No I don't think it is necessary. I just have them planted at the end of a row of grapes and the trellis wires extend to the end. The bushes do grow to about 5 feet at maturity, so I figure it will help support them. How many Titania did you order?


----------



## NorthernWinos

I just ordered two...Had to fill the shipping quota.....Figured I could make more plants from cuttings, since they root so easily....Don't know if they are protected or not. 

My row is about 10 feet long, maybe more....hard to remember...haven't been out there for months now...I do know how drab these walls are tho.
They say to space them quite far apart. How far apart are yours planted?


----------



## grapeman

They are 4 or 5 feet apart, I don't remember for sure. These root even easier than others. In their second year, I let a few of the small canes bend down and touch the soil and then I threw some soil over them. I will dig them up this spring and probably plant between the consort. When they get bigger I will probably yank the consort out unless they start doing a whole lot better.


----------



## NorthernWinos

We have Consort and Ben Sarek...Was also thinking about replacing the Consort with Ben Sarek....Made cuttings of both last year and didn't mark them...Didn't know there was such a difference in the plants till they fruited...I won't be able to tell which plants are what till they fruit....then mark them for giveaway or throw away.

Now, if only they could breed a really large fruited Red Currant.


----------



## dragonmaster42

Have y'all tried the white currants?


I just ordered a couple black (Ben Sarek), red (Jhonkheer Van Tets ) and white (Blanka)to try out in the garden this year. Never have grown them before, but they sounded interesting.


----------



## NorthernWinos

dragon....I just had to look up those Red Currants....They look really interesting. Will be anxious to hear how big of fruit you get off of them.

The Ben Sarek Black Currant are quite impressive, but the Titania that Appleman had looked even better.

Have not seen the white ones except in catalogs and will be watching for your reviews.

Isn't this fun....Ordering new plants....Trying to wait patiently for them to arrive...Planting and nurturing them....Then...the harvest and wine to enjoy.

It's all Good!!!!


----------



## gaudet

Yeah just waiting for my elderberries to come in another month.................


----------



## dragonmaster42

I'll be sure and report on them. 


All the nursery and seed catalogs are pure temptation this time of year.
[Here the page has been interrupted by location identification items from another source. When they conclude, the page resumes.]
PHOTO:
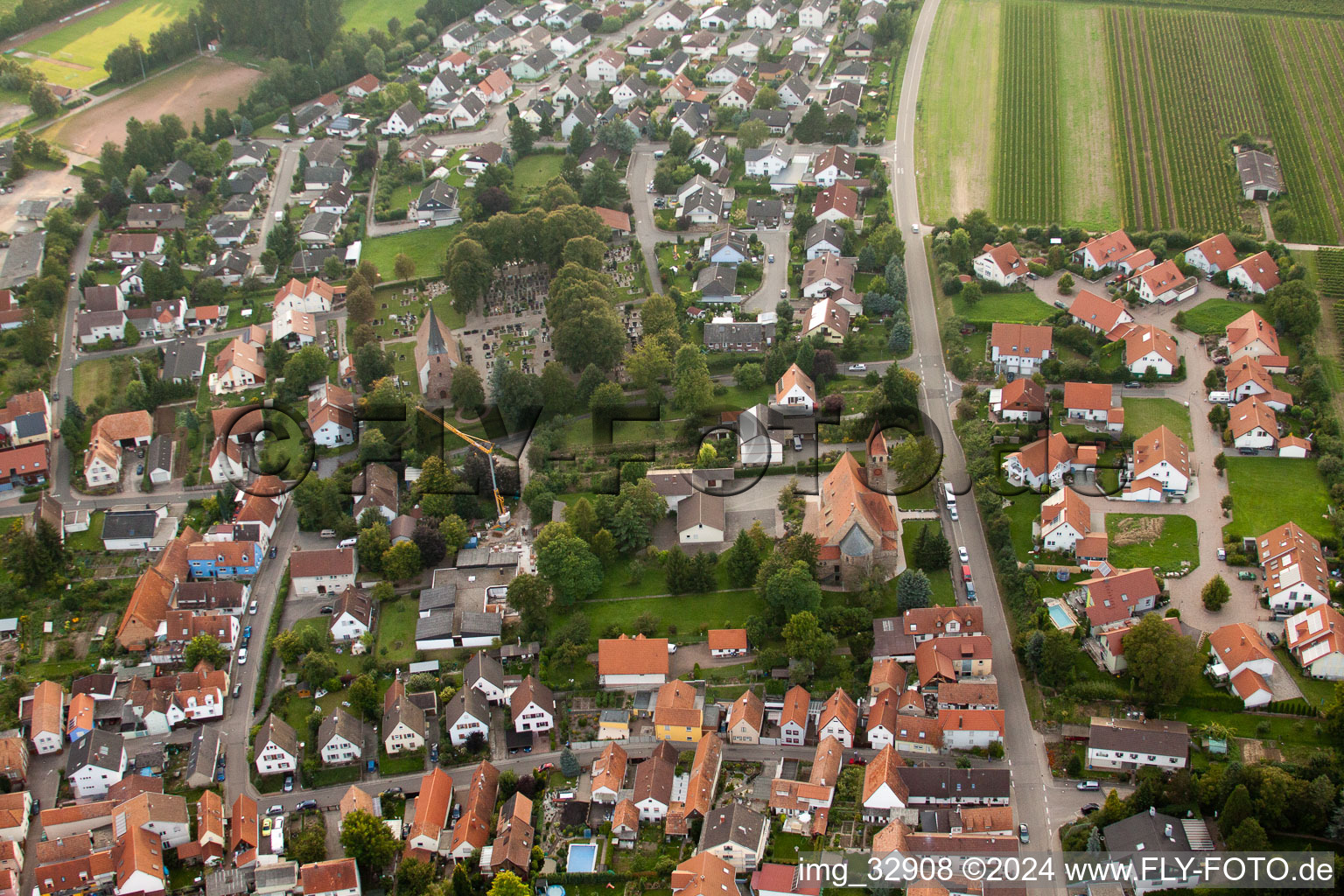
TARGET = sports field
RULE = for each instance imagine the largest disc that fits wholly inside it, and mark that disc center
(1102, 115)
(73, 55)
(186, 92)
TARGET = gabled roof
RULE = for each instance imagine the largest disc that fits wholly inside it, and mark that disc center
(1005, 258)
(749, 710)
(1250, 328)
(1110, 248)
(637, 655)
(1144, 338)
(1253, 413)
(1261, 269)
(1100, 312)
(1113, 598)
(882, 770)
(796, 705)
(531, 692)
(1088, 396)
(1158, 446)
(1022, 340)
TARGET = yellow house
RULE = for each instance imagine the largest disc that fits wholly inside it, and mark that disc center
(614, 724)
(679, 712)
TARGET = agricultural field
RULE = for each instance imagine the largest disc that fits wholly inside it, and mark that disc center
(956, 121)
(1026, 182)
(186, 92)
(1135, 125)
(1086, 178)
(73, 55)
(1329, 271)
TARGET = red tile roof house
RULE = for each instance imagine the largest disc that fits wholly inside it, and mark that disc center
(1211, 256)
(1256, 274)
(1088, 402)
(1113, 599)
(1250, 336)
(327, 571)
(1097, 313)
(1019, 348)
(727, 642)
(836, 203)
(1023, 399)
(1166, 284)
(1000, 265)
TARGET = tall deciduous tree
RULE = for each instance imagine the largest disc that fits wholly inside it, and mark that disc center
(1161, 662)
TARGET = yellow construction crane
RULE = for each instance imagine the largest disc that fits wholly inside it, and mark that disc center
(484, 448)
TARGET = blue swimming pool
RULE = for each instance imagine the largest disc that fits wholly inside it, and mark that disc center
(1060, 617)
(582, 858)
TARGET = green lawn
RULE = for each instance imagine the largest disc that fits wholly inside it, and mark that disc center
(1213, 316)
(90, 539)
(687, 612)
(426, 248)
(87, 40)
(1318, 690)
(1178, 540)
(1270, 491)
(396, 640)
(361, 15)
(102, 376)
(944, 592)
(533, 172)
(1007, 308)
(1143, 416)
(1022, 512)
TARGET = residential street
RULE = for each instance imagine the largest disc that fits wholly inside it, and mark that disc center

I always want to get more than I really need or have room for.


I have a couple fairly clear butsemi-shady area's to garden (most of the property is on a steep hill covered in trees). When I got the place a few years ago,the whole placewas totally overgrown so I'm slowly reclaiming it. I got a chainsaw last fall, so I'm ready tofix some of the shade problems!!


----------



## NorthernWinos

Much to our surprise this morning the mail lady arrived with our shipment from St. Lawrence Nursery...usually the stuff arrives the 3rd week in April...Being as we have slushy snow on the ground...this is a very early surprise.

So, what to do??? 
I went with Jim [shovel in his hand] out to the snow covered garden area....The snow loved the heavily straw mulched Wine Garden....I took him to the old Garlic row that is resting and is now the home of many rose and flowering shrubs that I bought last fall during nursery close-outs....
He removed the few inches of wet sticky snow, pulled away the straw, and the ground was soft crystals of rich soil...He dug a trench and buried the new plants roots.....
12 Pequot Black Raspberries....
Martin and Pembina Service Berry [June Berry]
Titania Black Currant [huge plants]...do they survive and produce if the tops get frozen in harsh winters???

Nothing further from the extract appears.